According to subscription-based companies, proration is the time when a customer begins or terminates a service in the middle of a billing cycle. For example, when a customer signs up for a service on the 20th of the month, they will be charged for only that portion of the month and not for the entire month cycle. Similarly, if they discontinue use of a service by cancelling it on the 20th of a month, they are only charged for the days for which they had used a service.

What is Dunning?

Dunning is all about asking customers for the amount they owe to the company. This is usually the case when a customer does not have sufficient funds for making a payment via their bank account, thus resulting in a declined payment.

Dunning is not a well-liked concept among customers and businesses alike, as it is considered persuasive and threatening on the customers part and a difficult process for businesses. It can be said that dunning is a way of recovering lost revenue by notifying customers about it. This can be done by sending reminders about pending payments from declined cards, alerting customers through email, implementing smart retries for failed transactions, and sending requests for permission to collect the latest credit card details from customers.

What is a payment gateway?

It is a digital service designed to act as an intermediary in e-financial transactions.  It allows businesses to accept and process payments through credit cards, debit cards, and varying payment methods through apps and websites. It is a bridge between the merchant and the bank, thereby allowing uninterrupted transactions online and in stores. Some examples of payment gateways are PayPal, Stripe, Square, and BrainTree.
Payment gateways have a critical role in the facilitation of online transactions, offering an easy and secure experience for customers. Among the benefits are:

  • Security of transactions through protection of customer data
  • Reduced risk of fraudulent transactions
  • Increased conversion with multi-payment options and declined cart abandonment rate.

What is revenue recognition?

It is a generally accepted accounting concept that identifies conditions in which revenue is recognized. It is a process of recognizing income as it is earned and matching revenue to expenses related to those sales. This allows accurate financial records and transparency of business transactions. Revenue recognition assists with appropriate business decisions and allows investors a complete picture of business financial standing.

The revenue operations team has a crucial role to play here as they ensure that revenue recognition matches the regulatory standards. Moreover, revenue recognition must adhere to Generally Accepted Accounting Principles (GAAP). Based on regulations, revenue must be recognized when it is realized and earned. Here, realizability means a company can collect a payment sometime in the future and not necessarily when payment collection is due.

What is a trial period?

A trial period is a designated period in which customers can access features of a product or service without paying for it. This allows users a risk-free chance to enjoy the functionalities and benefits of a service, thereby helping them to decide whether they must subscribe to a service paid plan or not.

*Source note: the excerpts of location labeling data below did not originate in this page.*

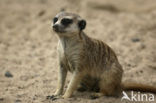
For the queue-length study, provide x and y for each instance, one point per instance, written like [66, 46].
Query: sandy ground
[28, 44]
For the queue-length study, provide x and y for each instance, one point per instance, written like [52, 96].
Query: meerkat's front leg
[74, 82]
[61, 80]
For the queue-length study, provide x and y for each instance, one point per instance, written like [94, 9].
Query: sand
[28, 57]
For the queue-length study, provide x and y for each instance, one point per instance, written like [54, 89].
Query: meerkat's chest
[69, 55]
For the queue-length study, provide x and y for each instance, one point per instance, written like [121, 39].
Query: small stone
[8, 74]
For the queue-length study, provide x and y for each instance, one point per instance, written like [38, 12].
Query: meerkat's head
[68, 24]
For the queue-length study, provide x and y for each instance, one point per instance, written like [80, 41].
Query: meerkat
[93, 64]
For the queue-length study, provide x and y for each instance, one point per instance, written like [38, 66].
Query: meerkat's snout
[68, 24]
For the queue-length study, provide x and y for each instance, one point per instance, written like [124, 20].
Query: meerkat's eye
[66, 21]
[55, 20]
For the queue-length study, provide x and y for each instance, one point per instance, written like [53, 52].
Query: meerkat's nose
[55, 27]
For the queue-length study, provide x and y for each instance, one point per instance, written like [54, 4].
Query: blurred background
[28, 57]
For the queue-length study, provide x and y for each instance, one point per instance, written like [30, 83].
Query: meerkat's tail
[138, 87]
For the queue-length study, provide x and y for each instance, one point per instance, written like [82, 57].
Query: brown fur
[93, 63]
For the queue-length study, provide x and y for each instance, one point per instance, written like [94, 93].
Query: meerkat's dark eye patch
[66, 21]
[55, 20]
[82, 24]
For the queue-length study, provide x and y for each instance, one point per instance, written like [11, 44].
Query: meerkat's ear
[82, 24]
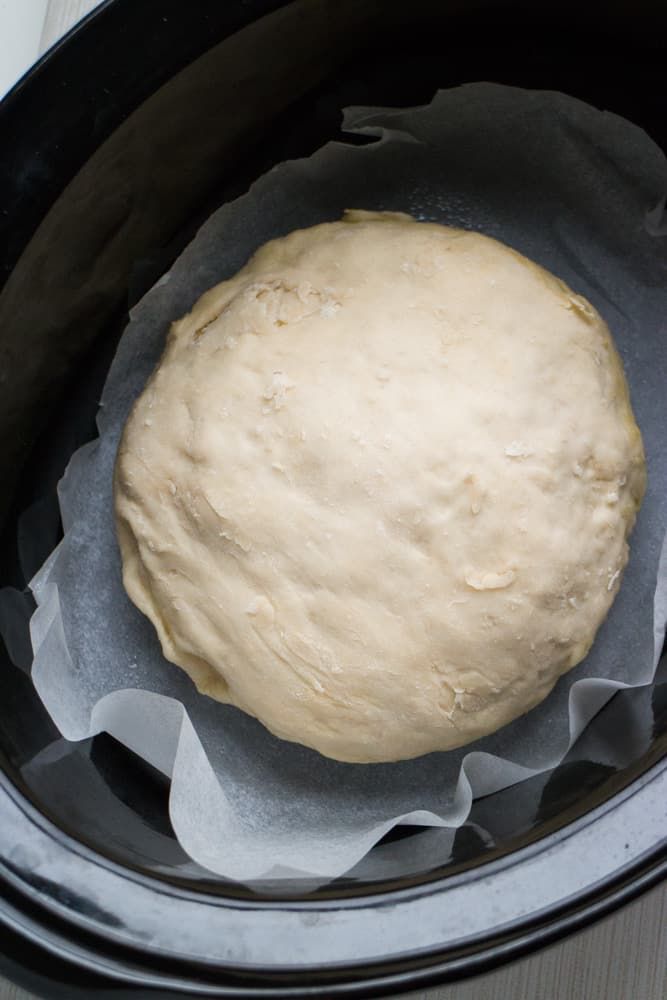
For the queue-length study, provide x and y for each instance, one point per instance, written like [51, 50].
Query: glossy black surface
[100, 192]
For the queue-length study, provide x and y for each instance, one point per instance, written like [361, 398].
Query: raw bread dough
[377, 491]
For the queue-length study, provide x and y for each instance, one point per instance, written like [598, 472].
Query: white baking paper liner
[577, 190]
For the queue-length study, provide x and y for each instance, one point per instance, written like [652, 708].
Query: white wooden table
[623, 957]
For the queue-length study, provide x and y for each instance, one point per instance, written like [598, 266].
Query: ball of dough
[378, 489]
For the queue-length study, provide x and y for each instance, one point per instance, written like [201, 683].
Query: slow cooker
[112, 151]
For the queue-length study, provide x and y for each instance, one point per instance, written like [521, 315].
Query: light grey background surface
[623, 957]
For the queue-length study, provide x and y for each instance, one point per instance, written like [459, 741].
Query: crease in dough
[378, 491]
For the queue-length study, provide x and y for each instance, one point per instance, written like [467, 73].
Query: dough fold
[377, 492]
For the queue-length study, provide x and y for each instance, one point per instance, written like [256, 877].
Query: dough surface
[377, 492]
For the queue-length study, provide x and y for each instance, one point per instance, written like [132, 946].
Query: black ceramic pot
[112, 151]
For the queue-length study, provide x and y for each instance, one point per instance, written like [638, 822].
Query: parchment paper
[577, 190]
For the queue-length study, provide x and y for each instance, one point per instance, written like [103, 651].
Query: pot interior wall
[269, 92]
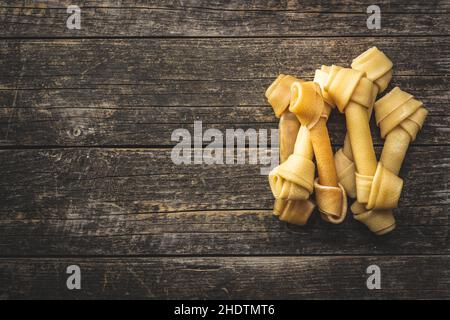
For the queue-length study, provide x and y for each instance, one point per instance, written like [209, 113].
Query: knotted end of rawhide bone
[399, 108]
[293, 179]
[345, 169]
[347, 85]
[295, 212]
[376, 65]
[385, 190]
[278, 93]
[331, 201]
[378, 221]
[307, 103]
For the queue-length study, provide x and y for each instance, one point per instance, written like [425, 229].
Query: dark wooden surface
[86, 118]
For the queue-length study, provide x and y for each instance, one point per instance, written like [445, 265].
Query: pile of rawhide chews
[303, 108]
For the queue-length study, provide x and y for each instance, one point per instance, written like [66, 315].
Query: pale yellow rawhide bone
[353, 94]
[279, 92]
[294, 178]
[287, 132]
[296, 212]
[378, 69]
[308, 104]
[400, 118]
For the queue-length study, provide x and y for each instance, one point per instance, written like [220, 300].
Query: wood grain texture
[101, 125]
[408, 277]
[86, 178]
[46, 64]
[231, 19]
[133, 202]
[125, 92]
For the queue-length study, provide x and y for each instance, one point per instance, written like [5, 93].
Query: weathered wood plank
[101, 125]
[44, 64]
[107, 98]
[112, 201]
[343, 6]
[409, 277]
[200, 20]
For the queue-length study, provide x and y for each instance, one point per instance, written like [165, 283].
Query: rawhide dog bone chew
[378, 69]
[278, 95]
[312, 111]
[353, 94]
[400, 117]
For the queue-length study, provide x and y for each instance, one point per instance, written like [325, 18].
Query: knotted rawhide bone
[353, 94]
[400, 117]
[312, 111]
[278, 95]
[378, 69]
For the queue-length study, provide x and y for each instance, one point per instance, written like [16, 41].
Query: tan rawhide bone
[353, 94]
[312, 111]
[278, 95]
[400, 117]
[378, 69]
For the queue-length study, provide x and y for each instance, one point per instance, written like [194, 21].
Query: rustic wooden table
[86, 178]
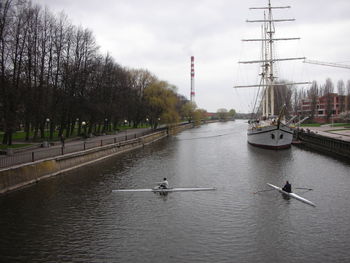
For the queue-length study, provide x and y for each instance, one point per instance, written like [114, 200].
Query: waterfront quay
[331, 140]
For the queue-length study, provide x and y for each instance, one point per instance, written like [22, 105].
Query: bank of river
[75, 217]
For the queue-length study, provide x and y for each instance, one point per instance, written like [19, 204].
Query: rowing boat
[302, 199]
[159, 190]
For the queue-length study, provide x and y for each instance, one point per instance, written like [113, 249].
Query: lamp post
[47, 127]
[77, 126]
[84, 127]
[126, 131]
[106, 125]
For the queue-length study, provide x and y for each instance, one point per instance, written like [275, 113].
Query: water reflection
[76, 218]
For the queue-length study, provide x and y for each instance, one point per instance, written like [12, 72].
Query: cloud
[161, 35]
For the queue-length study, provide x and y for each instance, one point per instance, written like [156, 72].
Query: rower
[164, 184]
[287, 187]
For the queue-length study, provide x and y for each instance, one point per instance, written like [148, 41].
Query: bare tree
[341, 93]
[313, 96]
[328, 93]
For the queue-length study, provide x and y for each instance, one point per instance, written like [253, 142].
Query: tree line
[325, 90]
[53, 77]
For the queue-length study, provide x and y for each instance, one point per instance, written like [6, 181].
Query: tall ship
[267, 127]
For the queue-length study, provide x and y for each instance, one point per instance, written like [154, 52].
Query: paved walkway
[339, 133]
[72, 145]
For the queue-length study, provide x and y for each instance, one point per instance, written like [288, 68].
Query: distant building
[320, 114]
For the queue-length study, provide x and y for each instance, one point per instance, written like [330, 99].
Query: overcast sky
[162, 35]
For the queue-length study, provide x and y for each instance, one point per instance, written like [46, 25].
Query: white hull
[302, 199]
[157, 190]
[271, 136]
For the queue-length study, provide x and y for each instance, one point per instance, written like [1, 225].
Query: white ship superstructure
[267, 128]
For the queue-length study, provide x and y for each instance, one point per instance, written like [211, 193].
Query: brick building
[320, 114]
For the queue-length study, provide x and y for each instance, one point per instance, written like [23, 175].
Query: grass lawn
[310, 125]
[14, 146]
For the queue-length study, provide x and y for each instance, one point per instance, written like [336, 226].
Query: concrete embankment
[326, 144]
[22, 175]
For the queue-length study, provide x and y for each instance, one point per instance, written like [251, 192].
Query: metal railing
[72, 147]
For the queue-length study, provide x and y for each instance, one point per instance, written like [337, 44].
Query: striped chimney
[192, 79]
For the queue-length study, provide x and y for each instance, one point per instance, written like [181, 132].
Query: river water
[76, 218]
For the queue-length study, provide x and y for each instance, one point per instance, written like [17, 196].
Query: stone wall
[325, 144]
[22, 175]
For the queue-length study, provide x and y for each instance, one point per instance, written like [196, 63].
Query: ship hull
[270, 137]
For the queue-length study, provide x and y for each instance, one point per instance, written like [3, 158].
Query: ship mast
[267, 61]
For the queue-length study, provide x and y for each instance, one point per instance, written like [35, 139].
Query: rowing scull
[302, 199]
[159, 190]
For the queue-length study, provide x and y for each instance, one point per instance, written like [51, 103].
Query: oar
[263, 191]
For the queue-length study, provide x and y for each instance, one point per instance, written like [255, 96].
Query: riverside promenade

Some features of a trial period are

Duration and terms: A subscription trial period has a limited timeframe ranging from a few days to a month.

Access to advanced features: Free trial users are given temporary access to advanced features, allowing them to make informed decisions about a service.

Registration: In most cases, free trials come with registration and payment detail requirements. It allows the business to deduct payment if the user opts for a paid plan in the long run.